Editor’s note: DCSC member Ali Sentmanat reflects on the lessons she has learned and the challenges she has faced over her time of service at the Father McKenna Center.

Then Jesus told them this parable: “Suppose one of you has a hundred sheep and loses one of them. Doesn’t he leave the ninety-nine in the open country and go after the lost sheep until he finds it? And when he finds it, he joyfully puts it on his shoulders and goes home. Then he calls his friends and neighbors together and says, ‘Rejoice with me; I have found my lost sheep.’ I tell you that in the same way there will be more rejoicing in heaven over one sinner who repents than over ninety-nine righteous persons who do not need to repent.” Luke 15:3-7

My first day at the Father McKenna Center was August 29th, 2016. My previous exposure to  people experiencing homelessness included my mom giving them money and warning us to avoid the gypsies in Europe. When I began work at the Center, I was immediately surprised by three things: the guests were all older than I had expected, many of the guests didn’t look like the guys that sit on the corner of streets, and the Center itself seemed to run at an impressively fast pace.

Working at the Father McKenna Center has taught me many lessons that I shall never forget. In the beginning of my year of  service, Ned Hogan—my site supervisor—asked me what my goals were, and I had replied that I wanted to grow spiritually and emotionally. I can say for sure that—throughout this year—I have definitely grown.

I have been through many emotional roller coasters in my own personal life, but I had no idea that work could be an emotional roller coaster too. By getting to know the guys, I have realized that becoming homeless could happen to anybody, including myself. Homelessness is a situation, and—as is the case with situations—one can get out of it if they really try, they just need encouragement. I strive to give that encouragement, and then I get easily attached to people. Working here, I have had to get used to feeling hurt. The very moment I thought a guy was on his way up, he fell right back down. There have been days that I’ve helped a guest  get new clothes and shoes, only to have him asking for more the very next week because he threw away the ones I had just given him.

The Center is a place where it doesn’t always smell good, where men lie, where someone may have a breakdown at any moment, where those who get back up on their feet and get a job then have a relapse and start drinking, doing drugs again, or get arrested. Many of the guys this happens to are men that I have known, spoken with, respected, and looked up to. What happens here can seem completely unpredictable.

Yet, through all of the struggles, through all of this suffering and pain, the staff at the McKenna Center keeps going. They give guests clothing, help them get back on their feet and get jobs, and they keep assisting the men in their lowest moments with persistence, patience,  and humility.  They continually inspire me throughout the work, the challenges, and the disappointments.

The men who have gotten back up on their feet and stayed are worth all the pain and disappointment: they give us renewed hope. The staff here go after that one lost sheep, because every person is worth it no matter what.

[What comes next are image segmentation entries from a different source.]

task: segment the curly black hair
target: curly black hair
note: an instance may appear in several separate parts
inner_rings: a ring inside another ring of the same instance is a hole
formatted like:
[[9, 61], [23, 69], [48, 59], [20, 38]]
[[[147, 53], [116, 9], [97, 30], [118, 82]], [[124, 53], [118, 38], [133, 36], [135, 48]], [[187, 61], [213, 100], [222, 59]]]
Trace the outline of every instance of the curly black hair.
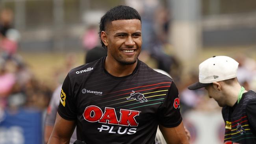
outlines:
[[[130, 20], [137, 19], [141, 21], [141, 16], [136, 9], [126, 6], [117, 6], [108, 11], [101, 17], [100, 22], [99, 35], [100, 38], [100, 33], [105, 31], [106, 26], [112, 21], [119, 20]], [[102, 46], [105, 49], [107, 47], [100, 39]]]

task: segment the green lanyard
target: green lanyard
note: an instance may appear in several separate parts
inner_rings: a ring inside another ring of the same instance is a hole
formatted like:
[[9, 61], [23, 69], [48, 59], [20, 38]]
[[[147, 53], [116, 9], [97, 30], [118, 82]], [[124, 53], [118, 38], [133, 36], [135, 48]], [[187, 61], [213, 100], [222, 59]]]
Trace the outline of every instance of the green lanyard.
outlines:
[[243, 91], [245, 90], [245, 89], [243, 87], [241, 87], [241, 89], [240, 89], [240, 91], [239, 91], [239, 93], [238, 94], [238, 98], [237, 98], [237, 103], [239, 103], [240, 100], [241, 100], [241, 98], [242, 98], [242, 96], [243, 95]]

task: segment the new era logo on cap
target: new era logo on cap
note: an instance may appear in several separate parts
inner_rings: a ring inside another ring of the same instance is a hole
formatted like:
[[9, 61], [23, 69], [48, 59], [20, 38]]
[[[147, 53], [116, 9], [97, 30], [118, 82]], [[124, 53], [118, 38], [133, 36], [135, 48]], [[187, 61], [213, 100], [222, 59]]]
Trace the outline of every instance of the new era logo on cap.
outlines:
[[213, 76], [213, 78], [214, 78], [214, 79], [216, 79], [217, 78], [219, 78], [219, 76]]
[[230, 79], [236, 77], [239, 64], [226, 56], [209, 58], [199, 65], [199, 82], [189, 86], [189, 89], [205, 87], [213, 82]]

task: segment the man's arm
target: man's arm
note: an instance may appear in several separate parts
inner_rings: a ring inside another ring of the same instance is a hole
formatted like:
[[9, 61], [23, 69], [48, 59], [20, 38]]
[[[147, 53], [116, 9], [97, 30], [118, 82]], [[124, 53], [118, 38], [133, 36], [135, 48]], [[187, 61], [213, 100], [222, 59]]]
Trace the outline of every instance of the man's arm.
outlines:
[[159, 129], [167, 144], [189, 144], [182, 122], [174, 127], [165, 127], [159, 125]]
[[75, 121], [66, 120], [57, 113], [55, 124], [48, 144], [69, 144], [75, 126]]
[[53, 130], [53, 126], [45, 125], [45, 143], [47, 144]]

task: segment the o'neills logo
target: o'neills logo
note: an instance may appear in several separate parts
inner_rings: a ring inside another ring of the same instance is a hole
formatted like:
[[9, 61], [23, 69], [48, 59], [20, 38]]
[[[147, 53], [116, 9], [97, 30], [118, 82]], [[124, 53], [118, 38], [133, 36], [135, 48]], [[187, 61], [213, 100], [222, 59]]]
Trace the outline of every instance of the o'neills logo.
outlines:
[[86, 70], [80, 70], [80, 71], [77, 71], [76, 72], [76, 74], [82, 74], [83, 72], [89, 72], [89, 71], [91, 71], [91, 70], [92, 70], [93, 69], [93, 68], [89, 67], [89, 68], [87, 68]]

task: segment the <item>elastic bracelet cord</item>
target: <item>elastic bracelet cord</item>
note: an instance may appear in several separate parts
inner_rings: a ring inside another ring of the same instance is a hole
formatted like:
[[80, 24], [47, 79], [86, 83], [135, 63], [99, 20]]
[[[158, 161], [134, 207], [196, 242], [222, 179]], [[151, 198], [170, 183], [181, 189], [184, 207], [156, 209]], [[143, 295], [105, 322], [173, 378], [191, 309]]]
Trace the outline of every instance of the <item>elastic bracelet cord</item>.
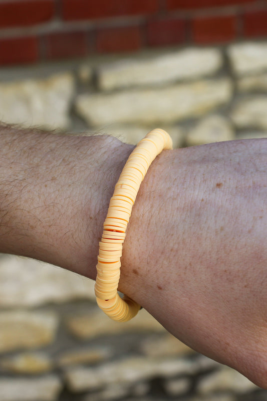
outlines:
[[130, 155], [110, 199], [99, 243], [95, 292], [99, 307], [114, 320], [130, 320], [141, 308], [126, 295], [121, 298], [118, 293], [122, 245], [133, 205], [149, 166], [163, 149], [172, 148], [171, 138], [163, 130], [148, 133]]

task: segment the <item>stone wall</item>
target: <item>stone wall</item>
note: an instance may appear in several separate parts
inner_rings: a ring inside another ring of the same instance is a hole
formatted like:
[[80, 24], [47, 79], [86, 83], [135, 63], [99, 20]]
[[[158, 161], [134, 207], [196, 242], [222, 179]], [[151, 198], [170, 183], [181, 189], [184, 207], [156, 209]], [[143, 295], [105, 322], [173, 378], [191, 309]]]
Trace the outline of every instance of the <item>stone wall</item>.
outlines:
[[[175, 146], [267, 136], [267, 43], [186, 48], [0, 70], [0, 120]], [[94, 283], [0, 259], [0, 401], [263, 401], [267, 392], [197, 354], [145, 311], [97, 307]]]

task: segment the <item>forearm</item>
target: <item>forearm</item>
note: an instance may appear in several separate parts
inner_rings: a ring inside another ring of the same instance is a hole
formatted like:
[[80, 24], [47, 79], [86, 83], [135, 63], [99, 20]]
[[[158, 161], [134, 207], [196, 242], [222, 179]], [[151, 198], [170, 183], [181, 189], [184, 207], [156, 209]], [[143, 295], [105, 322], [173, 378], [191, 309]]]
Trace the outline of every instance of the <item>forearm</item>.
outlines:
[[[133, 147], [0, 128], [0, 252], [95, 278]], [[193, 348], [267, 386], [267, 141], [163, 151], [133, 207], [119, 289]]]
[[110, 197], [132, 147], [0, 128], [0, 252], [94, 278]]

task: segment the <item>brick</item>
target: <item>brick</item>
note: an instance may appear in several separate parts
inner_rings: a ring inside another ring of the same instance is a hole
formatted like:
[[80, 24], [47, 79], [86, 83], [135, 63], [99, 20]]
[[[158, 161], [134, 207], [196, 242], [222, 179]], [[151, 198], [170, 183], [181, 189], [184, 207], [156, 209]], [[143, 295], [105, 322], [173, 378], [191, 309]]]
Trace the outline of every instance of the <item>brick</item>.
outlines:
[[156, 12], [159, 0], [62, 0], [64, 19], [90, 20]]
[[56, 32], [45, 37], [48, 59], [82, 57], [88, 54], [87, 33]]
[[123, 27], [99, 30], [97, 32], [98, 53], [116, 53], [138, 50], [142, 46], [139, 27]]
[[193, 40], [200, 44], [223, 43], [236, 37], [234, 16], [208, 17], [192, 21]]
[[35, 37], [0, 39], [0, 65], [34, 63], [38, 58]]
[[166, 18], [149, 21], [146, 29], [150, 46], [181, 44], [185, 40], [185, 22], [180, 19]]
[[206, 7], [222, 7], [248, 3], [254, 3], [256, 0], [166, 0], [168, 10], [202, 9]]
[[267, 10], [246, 13], [243, 16], [243, 34], [255, 38], [267, 34]]
[[34, 25], [51, 20], [55, 12], [52, 0], [28, 0], [0, 4], [0, 28]]

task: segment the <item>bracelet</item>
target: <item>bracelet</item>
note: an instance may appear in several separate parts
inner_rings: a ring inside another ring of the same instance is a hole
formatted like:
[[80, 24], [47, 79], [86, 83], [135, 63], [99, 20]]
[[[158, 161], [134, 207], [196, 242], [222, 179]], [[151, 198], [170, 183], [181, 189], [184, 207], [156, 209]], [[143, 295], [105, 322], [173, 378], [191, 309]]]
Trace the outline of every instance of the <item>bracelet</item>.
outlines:
[[162, 129], [154, 129], [132, 152], [115, 185], [110, 199], [104, 231], [99, 243], [95, 293], [98, 306], [114, 320], [126, 322], [141, 306], [117, 289], [120, 258], [127, 224], [141, 183], [148, 167], [163, 149], [172, 149], [170, 136]]

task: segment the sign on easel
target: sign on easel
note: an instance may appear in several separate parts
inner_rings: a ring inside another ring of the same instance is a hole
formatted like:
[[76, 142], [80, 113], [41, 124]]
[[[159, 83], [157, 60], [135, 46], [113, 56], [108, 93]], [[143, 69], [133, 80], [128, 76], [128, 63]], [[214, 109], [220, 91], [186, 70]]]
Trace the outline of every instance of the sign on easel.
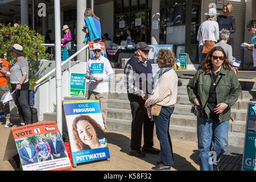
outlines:
[[256, 171], [256, 103], [249, 103], [242, 170]]
[[180, 69], [187, 69], [188, 63], [188, 54], [187, 53], [179, 53], [179, 60], [180, 63]]
[[85, 97], [86, 88], [85, 74], [71, 73], [69, 80], [70, 96]]
[[[105, 43], [98, 42], [97, 42], [97, 43], [99, 43], [101, 46], [101, 55], [106, 58], [108, 58], [106, 52], [106, 47], [105, 47]], [[94, 57], [94, 54], [93, 53], [93, 52], [94, 44], [94, 42], [88, 42], [89, 50], [90, 51], [90, 59]]]
[[57, 124], [36, 123], [11, 129], [23, 171], [72, 171]]
[[73, 164], [110, 158], [99, 101], [63, 103]]

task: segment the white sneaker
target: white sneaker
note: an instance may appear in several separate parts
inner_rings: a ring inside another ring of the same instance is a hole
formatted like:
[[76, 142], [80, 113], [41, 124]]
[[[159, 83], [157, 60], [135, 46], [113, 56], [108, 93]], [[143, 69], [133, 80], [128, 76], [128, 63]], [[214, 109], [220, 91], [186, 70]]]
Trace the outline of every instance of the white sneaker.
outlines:
[[11, 122], [7, 122], [5, 123], [5, 127], [10, 127], [11, 126]]

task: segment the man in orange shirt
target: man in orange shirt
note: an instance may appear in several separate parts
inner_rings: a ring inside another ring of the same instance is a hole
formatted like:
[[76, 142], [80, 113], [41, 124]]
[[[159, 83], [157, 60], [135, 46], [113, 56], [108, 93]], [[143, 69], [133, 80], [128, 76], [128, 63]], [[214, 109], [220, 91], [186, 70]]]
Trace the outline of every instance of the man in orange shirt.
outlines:
[[[9, 90], [7, 85], [7, 81], [6, 80], [6, 75], [10, 73], [10, 65], [9, 63], [4, 59], [0, 58], [0, 67], [1, 62], [2, 62], [2, 68], [6, 71], [6, 74], [0, 73], [0, 98], [2, 98], [5, 93]], [[10, 119], [11, 114], [10, 113], [9, 102], [3, 103], [3, 110], [5, 115], [6, 122], [5, 123], [5, 127], [9, 127], [11, 125]]]

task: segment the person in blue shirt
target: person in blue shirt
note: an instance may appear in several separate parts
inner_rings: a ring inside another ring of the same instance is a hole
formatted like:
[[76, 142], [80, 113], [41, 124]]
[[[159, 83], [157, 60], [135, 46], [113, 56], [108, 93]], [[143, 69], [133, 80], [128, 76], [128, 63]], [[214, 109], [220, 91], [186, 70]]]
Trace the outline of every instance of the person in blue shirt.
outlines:
[[84, 40], [84, 43], [88, 44], [88, 41], [101, 41], [101, 28], [100, 18], [94, 15], [93, 11], [89, 8], [84, 12], [85, 26], [82, 31], [86, 35]]

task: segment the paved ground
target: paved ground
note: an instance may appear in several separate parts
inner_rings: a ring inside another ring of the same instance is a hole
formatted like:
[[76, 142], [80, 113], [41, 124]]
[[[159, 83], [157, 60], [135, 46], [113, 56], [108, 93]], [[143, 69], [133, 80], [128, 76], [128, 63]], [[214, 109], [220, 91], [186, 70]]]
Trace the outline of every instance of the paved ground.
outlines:
[[[16, 127], [18, 119], [14, 121]], [[10, 129], [5, 129], [4, 121], [0, 121], [0, 171], [20, 171], [14, 160], [3, 161]], [[74, 171], [150, 171], [156, 162], [160, 160], [160, 155], [147, 154], [146, 158], [138, 158], [129, 155], [130, 134], [106, 130], [110, 161], [101, 160], [78, 164]], [[180, 140], [172, 140], [174, 164], [171, 171], [197, 171], [200, 169], [197, 143]], [[160, 148], [159, 142], [154, 138], [155, 147]], [[229, 146], [220, 163], [221, 170], [240, 171], [242, 160], [242, 148]]]

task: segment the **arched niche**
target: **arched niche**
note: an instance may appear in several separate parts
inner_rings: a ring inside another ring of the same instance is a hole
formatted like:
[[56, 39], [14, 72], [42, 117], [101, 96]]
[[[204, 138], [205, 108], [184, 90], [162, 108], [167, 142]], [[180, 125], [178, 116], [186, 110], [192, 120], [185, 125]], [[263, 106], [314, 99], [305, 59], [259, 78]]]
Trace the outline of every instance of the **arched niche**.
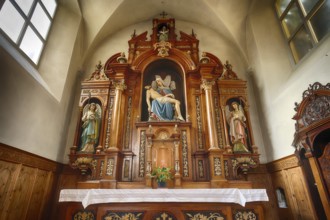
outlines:
[[[173, 90], [175, 99], [179, 100], [181, 105], [181, 113], [185, 118], [186, 105], [185, 105], [185, 79], [182, 68], [170, 59], [158, 59], [151, 62], [146, 66], [143, 72], [142, 88], [147, 85], [151, 85], [155, 80], [155, 76], [159, 75], [164, 79], [167, 75], [171, 76], [171, 80], [175, 81], [176, 89]], [[142, 91], [142, 104], [141, 104], [141, 121], [148, 121], [148, 106], [146, 102], [146, 89]]]

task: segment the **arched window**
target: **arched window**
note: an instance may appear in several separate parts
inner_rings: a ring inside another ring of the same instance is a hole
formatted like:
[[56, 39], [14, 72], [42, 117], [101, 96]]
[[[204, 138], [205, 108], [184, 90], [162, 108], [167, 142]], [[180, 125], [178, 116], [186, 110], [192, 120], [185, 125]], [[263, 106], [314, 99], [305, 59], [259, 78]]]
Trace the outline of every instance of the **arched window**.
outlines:
[[275, 8], [296, 63], [330, 32], [330, 0], [276, 0]]
[[56, 0], [0, 3], [0, 34], [37, 65], [56, 11]]

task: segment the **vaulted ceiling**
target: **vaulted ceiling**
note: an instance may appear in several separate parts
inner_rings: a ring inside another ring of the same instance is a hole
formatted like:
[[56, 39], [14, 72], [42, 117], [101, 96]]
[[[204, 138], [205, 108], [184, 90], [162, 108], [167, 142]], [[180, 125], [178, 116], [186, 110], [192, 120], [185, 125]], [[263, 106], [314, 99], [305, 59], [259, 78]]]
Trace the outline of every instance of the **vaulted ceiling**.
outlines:
[[92, 50], [125, 27], [159, 17], [196, 23], [213, 29], [246, 56], [246, 20], [254, 0], [60, 0], [83, 17], [85, 48]]

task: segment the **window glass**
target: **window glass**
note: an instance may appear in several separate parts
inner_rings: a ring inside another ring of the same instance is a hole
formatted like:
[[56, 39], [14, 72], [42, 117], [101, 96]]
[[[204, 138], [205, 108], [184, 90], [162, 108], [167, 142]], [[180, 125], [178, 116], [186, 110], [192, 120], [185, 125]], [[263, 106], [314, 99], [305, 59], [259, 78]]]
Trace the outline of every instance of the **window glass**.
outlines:
[[34, 33], [31, 27], [28, 27], [23, 37], [20, 48], [34, 63], [38, 63], [43, 43]]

I have learned in this year of service at the Father McKenna Center that tough love is sometimes the best love; that I fall, and everyone falls; that even in the most hopeless situation, there is hope; that it is okay to be disappointed; and that no matter how hard I fall, I can get back up and keep going, because there is ALWAYS hope.

Reflection Question: When you feel challenged by difficult situations, how can you feel supported and inspired by those around you?